We develop the local griddedness metric, a spatial complement to the clustering coefficient often used in network analysis (2, 23). The local clustering coefficient of a node is defined as the proportion of triangles that exist whose vertex includes that node relative to the total number of possible triangles that could exist for a node of that degree. Unlike, e.g., social networks, road networks tend to have four-cycles, and more uniquely still, these cycles tend to be planar, meaning they all lie on a two-dimensional plane.
These constraints offer guidance to a unique spatial clustering coefficient, local griddedness, which is the proportion of four-cycles containing that vertex relative to the total number of planar four-cycles for a node with that degree. Degree one, two, and three nodes are common and special cases for intersections, however. If a node is the end of a dead-end road, we define the local griddedness to be zero. We do not analyze nodes of degree two, as we explain in more detail in the SI. Finally, it is unlikely for a three-road intersection to have three city blocks meet there, but more likely is that it ends in a T. The maximum number of city blocks is therefore defined as two and is otherwise k.

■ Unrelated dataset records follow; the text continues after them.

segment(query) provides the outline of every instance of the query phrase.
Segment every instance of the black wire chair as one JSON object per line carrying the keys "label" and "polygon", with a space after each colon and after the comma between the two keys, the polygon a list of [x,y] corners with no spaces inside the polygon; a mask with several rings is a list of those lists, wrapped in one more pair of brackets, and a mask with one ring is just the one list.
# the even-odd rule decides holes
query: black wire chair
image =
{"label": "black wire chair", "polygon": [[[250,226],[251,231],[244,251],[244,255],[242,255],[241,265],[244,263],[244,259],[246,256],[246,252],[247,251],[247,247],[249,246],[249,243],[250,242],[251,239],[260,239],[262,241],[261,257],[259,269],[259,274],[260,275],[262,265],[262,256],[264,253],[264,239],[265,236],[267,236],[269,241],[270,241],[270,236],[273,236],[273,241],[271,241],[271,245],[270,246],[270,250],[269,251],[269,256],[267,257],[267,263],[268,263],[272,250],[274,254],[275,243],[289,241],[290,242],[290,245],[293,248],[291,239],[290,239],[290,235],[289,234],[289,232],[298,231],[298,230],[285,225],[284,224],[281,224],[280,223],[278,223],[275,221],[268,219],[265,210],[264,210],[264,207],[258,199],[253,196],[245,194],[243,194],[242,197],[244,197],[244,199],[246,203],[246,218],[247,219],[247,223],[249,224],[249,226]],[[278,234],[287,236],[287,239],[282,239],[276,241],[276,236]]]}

While in most cases, local griddedness is between 0 and 1, we allow for rare instances in which, for example, degree-three nodes have a value up to 3/2 (a “super gridded” node), in order for the T intersection to have a natural griddedness value of 1.0. This also means that roads that violate this planar assumption (e.g., those with bridges) may be greater than 1, but such instances are rare. Using this measure, any node can have its griddedness value rapidly calculated, allowing for extremely fine-grained analysis of road network spatial statistics.
In addition to this metric, we separately calculated azimuth variety and orientation entropy by binning the angles between road intersections into six-degree wide bins. Changing this width does not qualitatively change our findings but can change the absolute value of entropy (which can be as high as the log of the number of bins) as well as the azimuth variety.